Monotone Constraints in XGBoost: When Business Logic Must Override the Data

In demand estimation, there is a fundamental economic prior: higher prices should produce lower demand, all else equal. This seems obvious, but gradient boosting models don't know economics. Without explicit constraints, XGBoost will happily learn that higher prices increase demand if the data is noisy enough.

This is where monotone constraints become essential. They encode domain knowledge directly into the model structure, preventing the algorithm from learning relationships that violate economic logic.

Working on promotional optimization at AB InBev, I've seen firsthand what happens when demand models lack monotone constraints: the optimization layer produces discount recommendations that make no economic sense, because the underlying demand surface has spurious positive price-demand relationships in some regions of the feature space.

How monotone constraints work in XGBoost. During tree construction, candidate splits that would violate the specified monotone relationship are pruned. If you constrain a feature to be negatively monotone, no split on that feature will produce a child node where the prediction increases as the feature value increases.

Practical considerations:

Target transformation matters. When modeling log-transformed volume (which we use because volume is log-normally distributed), the monotone constraint applies in log-space. This preserves the economic relationship through the back-transformation.

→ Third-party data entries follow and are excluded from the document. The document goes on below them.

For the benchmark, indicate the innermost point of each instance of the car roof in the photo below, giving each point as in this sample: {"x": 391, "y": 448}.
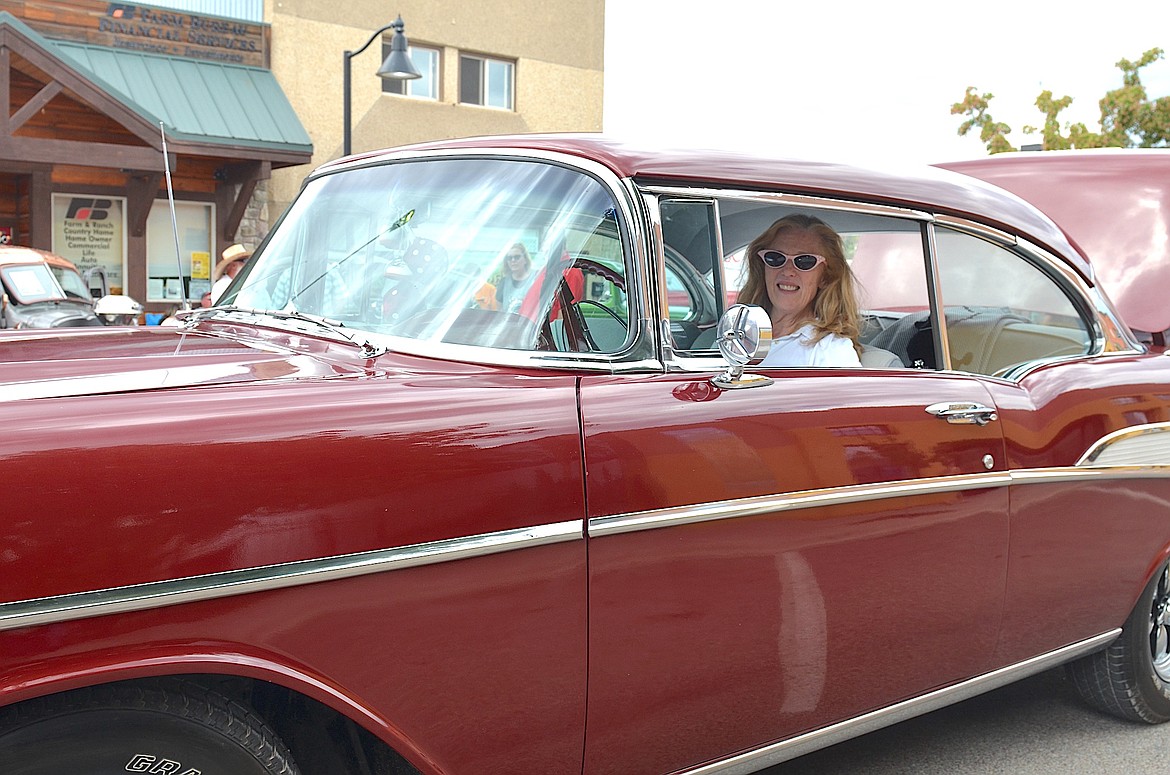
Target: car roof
{"x": 923, "y": 187}
{"x": 1114, "y": 204}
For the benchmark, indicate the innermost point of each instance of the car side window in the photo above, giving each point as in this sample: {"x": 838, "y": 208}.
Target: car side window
{"x": 1003, "y": 310}
{"x": 885, "y": 253}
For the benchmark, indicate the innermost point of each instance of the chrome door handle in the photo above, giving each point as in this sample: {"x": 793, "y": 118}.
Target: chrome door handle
{"x": 963, "y": 412}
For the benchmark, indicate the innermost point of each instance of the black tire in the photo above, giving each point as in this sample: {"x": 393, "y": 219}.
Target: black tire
{"x": 1131, "y": 677}
{"x": 166, "y": 726}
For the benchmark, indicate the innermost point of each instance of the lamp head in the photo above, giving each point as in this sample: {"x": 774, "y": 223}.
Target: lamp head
{"x": 398, "y": 66}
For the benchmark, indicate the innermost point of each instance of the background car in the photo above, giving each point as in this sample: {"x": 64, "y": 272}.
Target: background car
{"x": 42, "y": 290}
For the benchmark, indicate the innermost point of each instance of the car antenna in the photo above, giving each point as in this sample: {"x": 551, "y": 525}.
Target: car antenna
{"x": 174, "y": 221}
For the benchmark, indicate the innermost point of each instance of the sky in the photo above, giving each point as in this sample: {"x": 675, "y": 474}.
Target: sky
{"x": 862, "y": 81}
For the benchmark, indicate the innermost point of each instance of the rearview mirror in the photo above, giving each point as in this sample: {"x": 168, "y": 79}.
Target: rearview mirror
{"x": 743, "y": 337}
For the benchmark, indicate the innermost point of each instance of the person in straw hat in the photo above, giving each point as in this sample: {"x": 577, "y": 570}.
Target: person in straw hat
{"x": 229, "y": 263}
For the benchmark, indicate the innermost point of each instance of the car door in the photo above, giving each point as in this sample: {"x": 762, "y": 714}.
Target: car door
{"x": 771, "y": 560}
{"x": 1085, "y": 418}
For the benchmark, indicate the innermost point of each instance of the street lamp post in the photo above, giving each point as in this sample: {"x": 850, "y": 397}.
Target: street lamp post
{"x": 397, "y": 67}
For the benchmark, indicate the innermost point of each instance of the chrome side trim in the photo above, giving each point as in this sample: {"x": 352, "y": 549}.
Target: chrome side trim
{"x": 603, "y": 526}
{"x": 1141, "y": 445}
{"x": 768, "y": 755}
{"x": 174, "y": 591}
{"x": 1059, "y": 475}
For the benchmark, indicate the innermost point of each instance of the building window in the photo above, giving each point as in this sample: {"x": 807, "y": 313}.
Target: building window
{"x": 426, "y": 61}
{"x": 484, "y": 81}
{"x": 169, "y": 275}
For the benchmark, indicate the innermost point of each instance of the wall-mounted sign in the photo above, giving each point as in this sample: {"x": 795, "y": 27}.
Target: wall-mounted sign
{"x": 90, "y": 232}
{"x": 146, "y": 28}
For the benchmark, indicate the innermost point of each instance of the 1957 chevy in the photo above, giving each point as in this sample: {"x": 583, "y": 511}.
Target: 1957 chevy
{"x": 359, "y": 519}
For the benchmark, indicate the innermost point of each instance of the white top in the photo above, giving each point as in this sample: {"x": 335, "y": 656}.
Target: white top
{"x": 797, "y": 349}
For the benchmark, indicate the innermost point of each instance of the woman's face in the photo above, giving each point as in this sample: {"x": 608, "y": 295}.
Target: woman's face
{"x": 516, "y": 262}
{"x": 790, "y": 289}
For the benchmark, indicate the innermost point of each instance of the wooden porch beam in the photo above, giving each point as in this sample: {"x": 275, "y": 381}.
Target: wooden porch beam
{"x": 235, "y": 203}
{"x": 94, "y": 155}
{"x": 140, "y": 192}
{"x": 29, "y": 108}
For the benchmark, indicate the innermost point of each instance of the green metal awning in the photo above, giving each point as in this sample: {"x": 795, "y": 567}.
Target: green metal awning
{"x": 199, "y": 102}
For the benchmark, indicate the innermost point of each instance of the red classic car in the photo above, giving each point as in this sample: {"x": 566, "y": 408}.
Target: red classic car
{"x": 358, "y": 518}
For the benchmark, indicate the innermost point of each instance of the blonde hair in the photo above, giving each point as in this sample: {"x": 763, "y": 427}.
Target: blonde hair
{"x": 835, "y": 308}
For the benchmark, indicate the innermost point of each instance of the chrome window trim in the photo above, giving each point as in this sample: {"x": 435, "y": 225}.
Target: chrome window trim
{"x": 787, "y": 199}
{"x": 1136, "y": 446}
{"x": 772, "y": 754}
{"x": 246, "y": 581}
{"x": 641, "y": 352}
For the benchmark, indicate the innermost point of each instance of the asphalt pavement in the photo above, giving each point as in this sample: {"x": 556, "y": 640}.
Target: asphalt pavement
{"x": 1034, "y": 727}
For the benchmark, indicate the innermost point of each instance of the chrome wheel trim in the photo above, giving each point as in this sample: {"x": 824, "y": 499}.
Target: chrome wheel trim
{"x": 1160, "y": 626}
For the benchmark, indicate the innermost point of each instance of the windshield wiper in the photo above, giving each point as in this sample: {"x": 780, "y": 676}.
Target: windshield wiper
{"x": 367, "y": 349}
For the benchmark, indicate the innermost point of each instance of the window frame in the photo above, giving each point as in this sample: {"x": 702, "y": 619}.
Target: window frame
{"x": 483, "y": 84}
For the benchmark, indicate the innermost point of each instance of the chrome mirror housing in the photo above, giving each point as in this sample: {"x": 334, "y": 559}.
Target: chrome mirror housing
{"x": 743, "y": 336}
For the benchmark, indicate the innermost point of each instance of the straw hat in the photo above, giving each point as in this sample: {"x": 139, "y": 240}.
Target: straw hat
{"x": 232, "y": 254}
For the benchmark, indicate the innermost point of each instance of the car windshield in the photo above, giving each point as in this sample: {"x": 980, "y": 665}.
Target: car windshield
{"x": 71, "y": 282}
{"x": 28, "y": 283}
{"x": 459, "y": 251}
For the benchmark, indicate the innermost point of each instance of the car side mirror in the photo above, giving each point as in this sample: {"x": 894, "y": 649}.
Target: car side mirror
{"x": 743, "y": 337}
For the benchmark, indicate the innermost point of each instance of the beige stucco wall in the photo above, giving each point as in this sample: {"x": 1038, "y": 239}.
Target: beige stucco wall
{"x": 557, "y": 46}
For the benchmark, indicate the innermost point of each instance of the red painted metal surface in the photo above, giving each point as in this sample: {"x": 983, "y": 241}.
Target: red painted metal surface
{"x": 284, "y": 458}
{"x": 1113, "y": 205}
{"x": 728, "y": 635}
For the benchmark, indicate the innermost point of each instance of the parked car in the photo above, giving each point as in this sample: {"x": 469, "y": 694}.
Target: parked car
{"x": 40, "y": 289}
{"x": 355, "y": 520}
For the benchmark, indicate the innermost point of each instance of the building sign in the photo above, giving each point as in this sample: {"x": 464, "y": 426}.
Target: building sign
{"x": 146, "y": 28}
{"x": 90, "y": 232}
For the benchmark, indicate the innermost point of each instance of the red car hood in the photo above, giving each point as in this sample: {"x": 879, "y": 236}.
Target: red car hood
{"x": 1113, "y": 204}
{"x": 124, "y": 359}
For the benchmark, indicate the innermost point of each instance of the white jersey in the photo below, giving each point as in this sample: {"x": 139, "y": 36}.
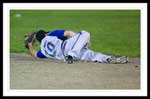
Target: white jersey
{"x": 51, "y": 47}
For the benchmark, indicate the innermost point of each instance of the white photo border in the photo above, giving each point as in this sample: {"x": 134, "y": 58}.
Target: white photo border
{"x": 74, "y": 6}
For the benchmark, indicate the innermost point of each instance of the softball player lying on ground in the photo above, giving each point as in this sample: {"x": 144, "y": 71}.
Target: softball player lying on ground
{"x": 67, "y": 45}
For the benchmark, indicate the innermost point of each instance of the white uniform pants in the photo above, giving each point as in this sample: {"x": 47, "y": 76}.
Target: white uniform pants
{"x": 77, "y": 46}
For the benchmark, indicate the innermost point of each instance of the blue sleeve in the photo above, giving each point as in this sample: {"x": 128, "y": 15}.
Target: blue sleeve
{"x": 40, "y": 55}
{"x": 58, "y": 33}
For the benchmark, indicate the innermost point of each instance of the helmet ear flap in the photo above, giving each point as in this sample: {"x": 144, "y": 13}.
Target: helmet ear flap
{"x": 40, "y": 34}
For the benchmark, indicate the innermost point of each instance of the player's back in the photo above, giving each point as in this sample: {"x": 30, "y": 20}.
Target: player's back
{"x": 51, "y": 47}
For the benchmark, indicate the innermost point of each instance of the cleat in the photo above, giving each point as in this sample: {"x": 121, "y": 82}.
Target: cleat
{"x": 118, "y": 60}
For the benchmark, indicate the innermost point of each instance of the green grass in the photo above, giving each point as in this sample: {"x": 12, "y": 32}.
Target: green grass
{"x": 113, "y": 32}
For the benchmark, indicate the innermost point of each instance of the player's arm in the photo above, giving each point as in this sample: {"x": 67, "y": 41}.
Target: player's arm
{"x": 69, "y": 33}
{"x": 62, "y": 34}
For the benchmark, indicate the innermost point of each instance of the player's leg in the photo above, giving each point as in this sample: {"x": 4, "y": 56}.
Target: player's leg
{"x": 89, "y": 55}
{"x": 76, "y": 43}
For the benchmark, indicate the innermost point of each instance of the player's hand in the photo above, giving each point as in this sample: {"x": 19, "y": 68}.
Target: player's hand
{"x": 29, "y": 39}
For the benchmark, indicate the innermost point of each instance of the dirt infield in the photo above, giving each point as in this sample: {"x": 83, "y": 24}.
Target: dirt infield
{"x": 30, "y": 73}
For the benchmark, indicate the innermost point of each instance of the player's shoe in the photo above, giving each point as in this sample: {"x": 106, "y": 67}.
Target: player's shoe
{"x": 118, "y": 60}
{"x": 69, "y": 59}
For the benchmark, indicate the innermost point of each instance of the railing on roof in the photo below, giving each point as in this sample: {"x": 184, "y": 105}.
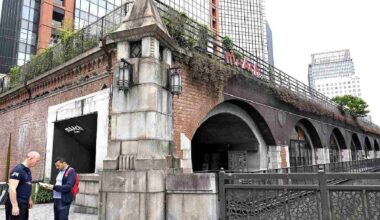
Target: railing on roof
{"x": 79, "y": 42}
{"x": 267, "y": 74}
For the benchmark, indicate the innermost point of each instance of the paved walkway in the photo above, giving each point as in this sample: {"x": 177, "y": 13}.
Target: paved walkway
{"x": 45, "y": 212}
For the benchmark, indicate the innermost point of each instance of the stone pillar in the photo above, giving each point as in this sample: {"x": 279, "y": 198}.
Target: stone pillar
{"x": 371, "y": 154}
{"x": 133, "y": 186}
{"x": 346, "y": 155}
{"x": 326, "y": 155}
{"x": 278, "y": 157}
{"x": 192, "y": 196}
{"x": 186, "y": 163}
{"x": 87, "y": 198}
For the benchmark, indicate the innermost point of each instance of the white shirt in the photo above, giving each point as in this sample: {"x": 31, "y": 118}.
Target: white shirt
{"x": 58, "y": 182}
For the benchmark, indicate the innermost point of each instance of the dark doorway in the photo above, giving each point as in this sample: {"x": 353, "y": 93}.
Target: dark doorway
{"x": 75, "y": 140}
{"x": 355, "y": 148}
{"x": 224, "y": 141}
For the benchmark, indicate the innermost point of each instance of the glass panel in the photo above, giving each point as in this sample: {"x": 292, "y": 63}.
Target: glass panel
{"x": 25, "y": 12}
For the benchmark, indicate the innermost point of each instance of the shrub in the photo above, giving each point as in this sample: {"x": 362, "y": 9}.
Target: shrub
{"x": 42, "y": 195}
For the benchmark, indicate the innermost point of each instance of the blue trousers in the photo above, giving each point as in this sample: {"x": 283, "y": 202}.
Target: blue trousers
{"x": 61, "y": 210}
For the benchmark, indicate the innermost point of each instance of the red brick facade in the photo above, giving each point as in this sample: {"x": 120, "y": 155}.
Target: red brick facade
{"x": 191, "y": 107}
{"x": 24, "y": 119}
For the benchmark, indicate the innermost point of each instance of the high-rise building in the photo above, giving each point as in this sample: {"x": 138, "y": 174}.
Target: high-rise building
{"x": 18, "y": 32}
{"x": 244, "y": 22}
{"x": 333, "y": 74}
{"x": 28, "y": 26}
{"x": 270, "y": 44}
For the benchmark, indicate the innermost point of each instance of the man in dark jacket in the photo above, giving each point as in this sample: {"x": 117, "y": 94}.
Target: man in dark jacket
{"x": 62, "y": 189}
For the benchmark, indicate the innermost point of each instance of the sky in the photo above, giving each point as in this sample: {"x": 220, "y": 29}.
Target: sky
{"x": 303, "y": 27}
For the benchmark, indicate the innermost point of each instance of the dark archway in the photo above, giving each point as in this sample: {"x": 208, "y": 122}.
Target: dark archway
{"x": 376, "y": 145}
{"x": 367, "y": 147}
{"x": 75, "y": 140}
{"x": 302, "y": 141}
{"x": 258, "y": 119}
{"x": 356, "y": 148}
{"x": 229, "y": 138}
{"x": 336, "y": 144}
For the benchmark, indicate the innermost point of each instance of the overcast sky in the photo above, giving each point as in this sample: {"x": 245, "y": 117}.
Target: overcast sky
{"x": 303, "y": 27}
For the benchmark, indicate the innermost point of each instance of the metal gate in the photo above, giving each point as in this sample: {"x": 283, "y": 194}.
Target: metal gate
{"x": 299, "y": 195}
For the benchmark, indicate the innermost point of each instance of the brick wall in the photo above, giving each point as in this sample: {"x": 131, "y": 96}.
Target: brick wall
{"x": 190, "y": 108}
{"x": 24, "y": 119}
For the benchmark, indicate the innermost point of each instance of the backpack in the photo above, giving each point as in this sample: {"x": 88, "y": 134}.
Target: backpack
{"x": 3, "y": 193}
{"x": 75, "y": 188}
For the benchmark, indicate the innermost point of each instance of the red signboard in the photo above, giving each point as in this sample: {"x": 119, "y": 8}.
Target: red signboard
{"x": 254, "y": 69}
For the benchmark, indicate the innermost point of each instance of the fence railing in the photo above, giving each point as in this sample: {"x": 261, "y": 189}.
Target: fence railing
{"x": 299, "y": 196}
{"x": 3, "y": 192}
{"x": 355, "y": 166}
{"x": 188, "y": 33}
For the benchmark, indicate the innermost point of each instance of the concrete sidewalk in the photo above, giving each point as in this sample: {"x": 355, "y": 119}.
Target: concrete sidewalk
{"x": 45, "y": 212}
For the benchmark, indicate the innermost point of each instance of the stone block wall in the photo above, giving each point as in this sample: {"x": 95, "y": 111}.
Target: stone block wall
{"x": 87, "y": 199}
{"x": 23, "y": 117}
{"x": 192, "y": 196}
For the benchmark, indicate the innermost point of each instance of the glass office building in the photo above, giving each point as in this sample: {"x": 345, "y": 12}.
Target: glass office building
{"x": 29, "y": 26}
{"x": 244, "y": 22}
{"x": 18, "y": 32}
{"x": 88, "y": 11}
{"x": 333, "y": 74}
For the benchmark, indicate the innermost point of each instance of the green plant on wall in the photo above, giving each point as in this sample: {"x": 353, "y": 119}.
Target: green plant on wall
{"x": 14, "y": 75}
{"x": 207, "y": 70}
{"x": 227, "y": 43}
{"x": 355, "y": 105}
{"x": 204, "y": 34}
{"x": 41, "y": 195}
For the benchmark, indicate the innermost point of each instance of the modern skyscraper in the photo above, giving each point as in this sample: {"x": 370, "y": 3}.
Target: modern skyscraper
{"x": 333, "y": 74}
{"x": 18, "y": 32}
{"x": 28, "y": 26}
{"x": 270, "y": 44}
{"x": 244, "y": 22}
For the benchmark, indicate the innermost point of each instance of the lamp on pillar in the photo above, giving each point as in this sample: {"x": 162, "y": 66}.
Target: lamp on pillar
{"x": 125, "y": 75}
{"x": 175, "y": 81}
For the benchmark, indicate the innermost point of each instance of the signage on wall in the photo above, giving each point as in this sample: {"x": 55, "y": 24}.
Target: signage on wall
{"x": 243, "y": 63}
{"x": 74, "y": 129}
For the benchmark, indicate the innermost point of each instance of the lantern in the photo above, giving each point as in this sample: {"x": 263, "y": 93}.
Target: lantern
{"x": 175, "y": 82}
{"x": 125, "y": 75}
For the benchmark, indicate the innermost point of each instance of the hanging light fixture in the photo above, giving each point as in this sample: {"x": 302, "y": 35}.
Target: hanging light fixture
{"x": 125, "y": 75}
{"x": 175, "y": 81}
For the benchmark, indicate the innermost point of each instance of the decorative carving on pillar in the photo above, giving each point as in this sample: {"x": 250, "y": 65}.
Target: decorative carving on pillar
{"x": 237, "y": 160}
{"x": 281, "y": 116}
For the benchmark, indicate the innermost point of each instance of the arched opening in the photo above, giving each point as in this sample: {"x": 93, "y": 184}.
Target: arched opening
{"x": 229, "y": 138}
{"x": 336, "y": 144}
{"x": 303, "y": 139}
{"x": 367, "y": 148}
{"x": 376, "y": 147}
{"x": 356, "y": 148}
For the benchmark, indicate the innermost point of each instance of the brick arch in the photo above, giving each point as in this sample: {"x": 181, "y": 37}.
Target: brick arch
{"x": 241, "y": 133}
{"x": 367, "y": 144}
{"x": 376, "y": 145}
{"x": 312, "y": 132}
{"x": 258, "y": 119}
{"x": 340, "y": 138}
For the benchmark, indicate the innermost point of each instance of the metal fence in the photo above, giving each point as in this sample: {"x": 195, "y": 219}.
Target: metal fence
{"x": 299, "y": 195}
{"x": 68, "y": 48}
{"x": 3, "y": 192}
{"x": 188, "y": 33}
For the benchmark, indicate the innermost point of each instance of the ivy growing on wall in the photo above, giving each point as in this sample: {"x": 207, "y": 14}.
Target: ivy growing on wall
{"x": 70, "y": 45}
{"x": 204, "y": 69}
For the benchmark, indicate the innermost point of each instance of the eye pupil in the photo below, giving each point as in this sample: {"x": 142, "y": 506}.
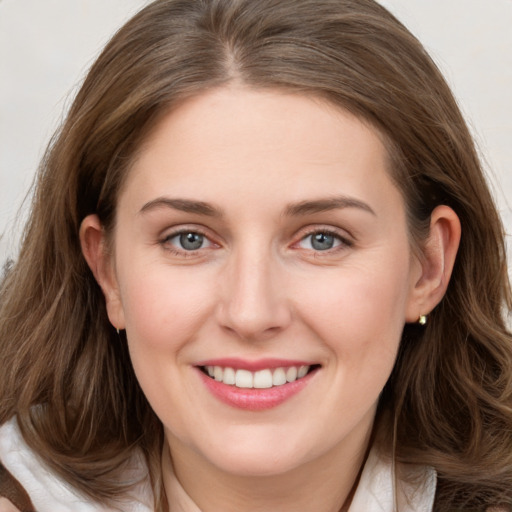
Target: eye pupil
{"x": 191, "y": 241}
{"x": 322, "y": 241}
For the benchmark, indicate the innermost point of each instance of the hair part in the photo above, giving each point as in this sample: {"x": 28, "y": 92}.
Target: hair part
{"x": 68, "y": 376}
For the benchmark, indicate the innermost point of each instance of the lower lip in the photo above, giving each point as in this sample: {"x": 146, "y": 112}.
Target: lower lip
{"x": 251, "y": 399}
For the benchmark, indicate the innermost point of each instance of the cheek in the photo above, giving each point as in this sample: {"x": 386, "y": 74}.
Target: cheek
{"x": 359, "y": 310}
{"x": 165, "y": 307}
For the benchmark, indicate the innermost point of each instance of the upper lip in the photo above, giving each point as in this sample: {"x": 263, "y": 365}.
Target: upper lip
{"x": 253, "y": 366}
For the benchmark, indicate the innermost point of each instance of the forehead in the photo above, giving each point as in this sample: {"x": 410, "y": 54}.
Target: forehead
{"x": 225, "y": 140}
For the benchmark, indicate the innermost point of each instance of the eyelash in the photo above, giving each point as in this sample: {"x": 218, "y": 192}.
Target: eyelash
{"x": 184, "y": 253}
{"x": 344, "y": 242}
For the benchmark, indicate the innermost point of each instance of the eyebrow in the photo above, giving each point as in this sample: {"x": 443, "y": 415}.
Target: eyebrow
{"x": 293, "y": 210}
{"x": 184, "y": 205}
{"x": 324, "y": 205}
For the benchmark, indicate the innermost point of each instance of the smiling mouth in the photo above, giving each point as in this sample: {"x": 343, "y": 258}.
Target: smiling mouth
{"x": 261, "y": 379}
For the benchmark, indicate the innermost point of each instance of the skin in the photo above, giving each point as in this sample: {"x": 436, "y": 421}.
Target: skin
{"x": 258, "y": 288}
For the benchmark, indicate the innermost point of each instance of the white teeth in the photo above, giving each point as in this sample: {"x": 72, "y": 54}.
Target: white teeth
{"x": 229, "y": 376}
{"x": 218, "y": 373}
{"x": 243, "y": 379}
{"x": 262, "y": 379}
{"x": 291, "y": 374}
{"x": 279, "y": 377}
{"x": 303, "y": 370}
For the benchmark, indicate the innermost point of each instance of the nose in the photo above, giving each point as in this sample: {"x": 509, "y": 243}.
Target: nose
{"x": 253, "y": 301}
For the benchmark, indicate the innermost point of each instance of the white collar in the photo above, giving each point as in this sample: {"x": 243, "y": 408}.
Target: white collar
{"x": 374, "y": 493}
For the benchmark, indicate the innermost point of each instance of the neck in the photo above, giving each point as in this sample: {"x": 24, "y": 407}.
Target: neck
{"x": 325, "y": 484}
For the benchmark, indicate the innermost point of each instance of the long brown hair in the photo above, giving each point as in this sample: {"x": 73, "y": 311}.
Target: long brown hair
{"x": 65, "y": 372}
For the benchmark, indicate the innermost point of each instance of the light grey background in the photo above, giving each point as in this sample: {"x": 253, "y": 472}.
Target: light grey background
{"x": 47, "y": 46}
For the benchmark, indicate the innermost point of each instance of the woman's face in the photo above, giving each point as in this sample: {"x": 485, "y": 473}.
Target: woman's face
{"x": 261, "y": 240}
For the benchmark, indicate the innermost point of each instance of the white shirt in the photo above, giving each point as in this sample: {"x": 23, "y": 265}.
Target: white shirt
{"x": 49, "y": 493}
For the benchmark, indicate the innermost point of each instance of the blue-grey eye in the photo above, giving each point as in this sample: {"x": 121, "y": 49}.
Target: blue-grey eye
{"x": 320, "y": 241}
{"x": 191, "y": 241}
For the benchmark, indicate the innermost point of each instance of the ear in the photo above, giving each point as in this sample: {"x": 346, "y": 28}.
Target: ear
{"x": 100, "y": 261}
{"x": 435, "y": 263}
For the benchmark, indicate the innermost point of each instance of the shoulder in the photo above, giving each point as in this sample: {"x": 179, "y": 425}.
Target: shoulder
{"x": 7, "y": 506}
{"x": 48, "y": 491}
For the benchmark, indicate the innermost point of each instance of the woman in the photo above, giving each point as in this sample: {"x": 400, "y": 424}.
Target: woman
{"x": 272, "y": 277}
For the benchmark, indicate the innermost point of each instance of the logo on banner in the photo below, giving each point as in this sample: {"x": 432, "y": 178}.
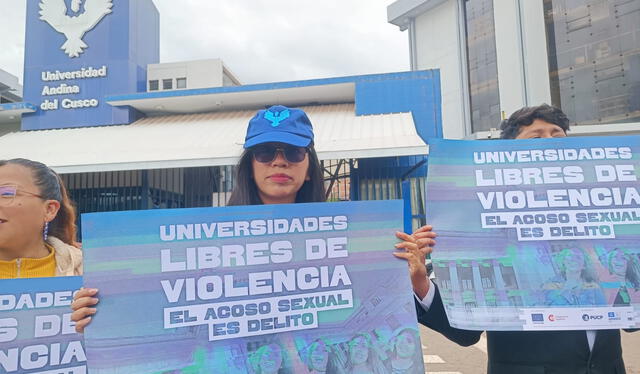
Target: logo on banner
{"x": 54, "y": 12}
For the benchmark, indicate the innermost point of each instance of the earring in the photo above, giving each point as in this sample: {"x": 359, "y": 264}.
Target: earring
{"x": 45, "y": 231}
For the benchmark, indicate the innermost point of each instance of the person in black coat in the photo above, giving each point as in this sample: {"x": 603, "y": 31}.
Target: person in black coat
{"x": 511, "y": 352}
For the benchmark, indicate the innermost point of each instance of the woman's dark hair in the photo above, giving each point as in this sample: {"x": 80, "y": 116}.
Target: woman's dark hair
{"x": 245, "y": 191}
{"x": 51, "y": 187}
{"x": 525, "y": 116}
{"x": 587, "y": 273}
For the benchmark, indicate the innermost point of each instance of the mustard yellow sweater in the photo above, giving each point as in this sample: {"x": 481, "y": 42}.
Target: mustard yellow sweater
{"x": 29, "y": 267}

Not all features need constraints. Apply monotone constraints only to features where the directional relationship is economically unambiguous (price, discount percentage). Don't constrain features like weather or day-of-week where the relationship is empirical.

Constraints reduce overfitting. By restricting the hypothesis space, monotone constraints act as a form of regularization. In our experience, constrained models generalize better on temporal holdouts — they trade a small amount of in-sample fit for substantially better out-of-sample stability.

Validate that constraints bind. After training, check partial dependence plots to confirm the monotone relationship holds. If the constraint never binds, the unconstrained model already learned the correct direction — but you still want the constraint as a safety net.

Monotone constraints are a clear example of a broader principle: in applied ML, domain knowledge encoded into the model structure is almost always worth more than additional data or hyperparameter tuning.